His name was Roger Maris, and I'm pissed off that the press box hacks who vote on the Hall of Fame have never handed him the golden ticket in.

Last week, Bob Costas, as close as baseball has to a moral authority (You thought Bud Selig? Brian Wilson?), said that he would vote for Barry Bonds (but not Mark McGwire) because Barry had established on natural merit irrefutable Hall credentials before he started juicing. Right on!

So I asked Costas about Maris. He texted right back: "Want him in. Stature grows with each passing stats short but historical importance huge..."

Costas nailed it again. Maris has traditionally been smeared as a surly loner with middling skills who had one lucky season. He rarely got his due as one of the best all-around outfielders of his time, a reliable clutch hitter and a well-regarded teammate.

I don't know. It seems odd to suggest that Maris "rarely got his due," considering he won not one, but two Most Valuable Player Awards. And because Maris retired when still relatively young -- he won his MVPs in 1960 and '61, and played his last game in 1968, shortly after turning 34 -- his career was still relatively fresh in the minds of the Hall of Fame voters when he was eligible. The great majority of those voters had seen Maris play, and presumably followed his career with great interest, seeing as how he was one of the more famous players in the game for a few years.

In his first years on the Hall of Fame ballot, Maris pulled around 20 percent support. That doesn't seem strange to me. What does seem strange is that in his last few years on the ballot he was topping 40 percent.

Which doesn't say a great deal about the merits of Maris's case.

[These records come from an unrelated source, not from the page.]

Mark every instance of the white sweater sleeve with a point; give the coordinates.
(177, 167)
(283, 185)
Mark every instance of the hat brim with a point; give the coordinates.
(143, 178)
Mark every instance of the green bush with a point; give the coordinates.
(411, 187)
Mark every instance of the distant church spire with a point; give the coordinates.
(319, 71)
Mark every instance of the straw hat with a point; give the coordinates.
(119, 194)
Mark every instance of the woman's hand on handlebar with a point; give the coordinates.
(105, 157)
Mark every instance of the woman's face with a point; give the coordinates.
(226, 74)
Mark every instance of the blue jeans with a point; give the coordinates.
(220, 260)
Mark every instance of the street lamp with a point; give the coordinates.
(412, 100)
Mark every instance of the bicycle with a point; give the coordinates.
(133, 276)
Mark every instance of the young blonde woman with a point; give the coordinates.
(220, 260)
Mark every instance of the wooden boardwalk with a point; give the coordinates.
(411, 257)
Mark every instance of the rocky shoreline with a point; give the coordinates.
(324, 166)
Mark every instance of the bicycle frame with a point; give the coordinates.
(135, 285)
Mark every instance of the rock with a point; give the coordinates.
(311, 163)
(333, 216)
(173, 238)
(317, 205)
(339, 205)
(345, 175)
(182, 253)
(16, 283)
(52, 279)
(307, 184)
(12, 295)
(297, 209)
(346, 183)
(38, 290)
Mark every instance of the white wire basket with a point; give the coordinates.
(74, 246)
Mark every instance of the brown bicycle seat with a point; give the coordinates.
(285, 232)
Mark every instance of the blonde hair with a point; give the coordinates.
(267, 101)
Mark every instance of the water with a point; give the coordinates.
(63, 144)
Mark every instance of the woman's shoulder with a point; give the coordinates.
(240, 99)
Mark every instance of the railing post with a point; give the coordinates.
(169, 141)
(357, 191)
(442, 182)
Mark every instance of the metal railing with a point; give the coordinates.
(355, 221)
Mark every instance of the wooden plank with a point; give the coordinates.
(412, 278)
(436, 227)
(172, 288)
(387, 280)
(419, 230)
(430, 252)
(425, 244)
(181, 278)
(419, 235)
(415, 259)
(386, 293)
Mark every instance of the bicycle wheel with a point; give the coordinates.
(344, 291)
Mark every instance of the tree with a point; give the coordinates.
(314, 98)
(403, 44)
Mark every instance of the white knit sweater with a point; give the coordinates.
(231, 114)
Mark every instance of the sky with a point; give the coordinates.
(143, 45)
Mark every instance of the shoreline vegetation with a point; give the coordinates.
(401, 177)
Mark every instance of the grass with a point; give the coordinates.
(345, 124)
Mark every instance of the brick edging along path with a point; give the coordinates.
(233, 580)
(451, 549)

There have been players with 20 percent who deserved far more, and players with 40 percent who deserved far less. My point is that the voters did see Maris play, and they did think he was great enough to win two MVP Awards, which suggests they 1) did not consider him a one-season wonder, and 2) probably did consider him a pretty good all-around player.

The biggest problem with Maris's candidacy, as you probably know, is that he was hurt a lot, playing in 140 or more games only four times in his entire career. By comparison, Dick Allen and Barry Larkin -- two more players who seemed to get hurt a lot -- topped 140 games six and seven times, respectively.

Maris won two MVPs, was a four-time All-Star, and played in 1,463 games.

Dale Murphy won two MVPs, was a seven-time All-Star, and played in 2,180 games.

And Murphy can't get into the Hall of Fame because his career wasn't long enough.

The truth is that Maris wouldn't be on anyone's Cooperstown radar without the 61 home runs in '61. Not even close. He just didn't play enough.

The Hall of Fame's voting rules include this:

6. Automatic Elections: No automatic elections based on performances such as a batting average of .400 or more for one (1) year, pitching a perfect game or similar outstanding achievement shall be permitted.

I'm not sure what that means. What would an "automatic election" look like? But it does seem to discourage giving heavy weight to any particular accomplishment. Like hitting 61 homers in one season, for example.

Lipsyte's been a really good writer for many, many years. He's just wrong about Roger Maris, who's just not among the great players the hacks who vote on the Hall of Fame have treated unfairly.